Mukherjee weaves together stories of the patients he has treated, their struggles and triumphs, into a narrative that is surprisingly personal in tone while communicating an impressive amount of information. What the book does not try to do is explain the science behind our understanding of cancer biology in-depth. Mukherjee takes us on a breezy, fairly superficial survey of the researchers and discoveries that have punctuated our increasing knowledge about why and how cancers happen and how to prevent and stop them.
But, The Emperor of all Maladies extends beyond just looking at causes and possible treatments for cancers. Where it truly excels is Mukherjee’s ability to focus on the people who helped frame the social, political and scientific attitudes and approaches to cancer we have today.

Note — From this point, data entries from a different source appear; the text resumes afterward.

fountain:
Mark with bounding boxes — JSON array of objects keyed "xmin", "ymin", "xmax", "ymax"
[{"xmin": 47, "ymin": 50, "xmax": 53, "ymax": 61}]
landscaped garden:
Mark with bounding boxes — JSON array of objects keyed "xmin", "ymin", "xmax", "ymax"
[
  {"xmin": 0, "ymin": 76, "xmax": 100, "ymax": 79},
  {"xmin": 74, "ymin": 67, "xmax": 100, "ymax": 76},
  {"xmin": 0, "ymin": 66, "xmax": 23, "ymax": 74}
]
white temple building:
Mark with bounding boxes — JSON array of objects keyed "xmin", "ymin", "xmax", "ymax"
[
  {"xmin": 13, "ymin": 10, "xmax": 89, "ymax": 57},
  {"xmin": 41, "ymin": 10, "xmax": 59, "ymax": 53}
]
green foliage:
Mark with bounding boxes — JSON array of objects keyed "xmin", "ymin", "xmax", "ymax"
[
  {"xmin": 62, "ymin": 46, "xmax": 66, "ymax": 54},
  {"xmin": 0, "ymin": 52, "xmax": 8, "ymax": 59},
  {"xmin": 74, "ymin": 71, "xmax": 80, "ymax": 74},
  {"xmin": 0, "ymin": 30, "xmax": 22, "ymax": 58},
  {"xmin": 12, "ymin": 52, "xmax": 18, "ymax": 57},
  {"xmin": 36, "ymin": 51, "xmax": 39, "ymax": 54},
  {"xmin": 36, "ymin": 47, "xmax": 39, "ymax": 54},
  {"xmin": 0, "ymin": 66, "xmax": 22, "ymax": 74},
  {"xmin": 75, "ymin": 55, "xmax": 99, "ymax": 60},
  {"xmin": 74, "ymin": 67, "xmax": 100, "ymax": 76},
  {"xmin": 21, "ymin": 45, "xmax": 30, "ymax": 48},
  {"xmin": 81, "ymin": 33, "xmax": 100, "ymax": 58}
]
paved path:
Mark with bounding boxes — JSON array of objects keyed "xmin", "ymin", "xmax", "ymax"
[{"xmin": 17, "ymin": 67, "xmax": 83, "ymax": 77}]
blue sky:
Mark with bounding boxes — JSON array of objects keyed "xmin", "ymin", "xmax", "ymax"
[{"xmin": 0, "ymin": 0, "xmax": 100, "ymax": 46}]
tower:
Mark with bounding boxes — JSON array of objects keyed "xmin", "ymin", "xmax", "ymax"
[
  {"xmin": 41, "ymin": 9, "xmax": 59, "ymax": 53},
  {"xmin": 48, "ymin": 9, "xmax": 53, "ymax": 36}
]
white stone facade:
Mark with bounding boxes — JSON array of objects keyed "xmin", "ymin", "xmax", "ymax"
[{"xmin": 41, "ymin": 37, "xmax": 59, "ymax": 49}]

From Sydney Farber and Mary Lasker and their battles to take the issues of cancer research and cures into the halls of the Senate and House in Washington, to Robert Weinberg and (UW-Madison’s very own) Howard Temin and their quests to understand the biology behind the disease, Mukherjee is superb at transporting us into the minds and worlds of the titanic characters that populate his literary journey of discovery. In trying to write a biography of cancer, Mukherjee embarks on an impossible task, but what he does accomplish is impressive.
The Emperor of all Maladies is an engrossing read that succeeds in its mission of transporting the public and scientists into the social, political, and historical – if not the scientific – pillars of cancer biology and research. Mukherjee’s confident yet humble tone frames his obvious desire to help his patients make sense of a senseless disease and leaves us with a surprisingly optimistic feeling.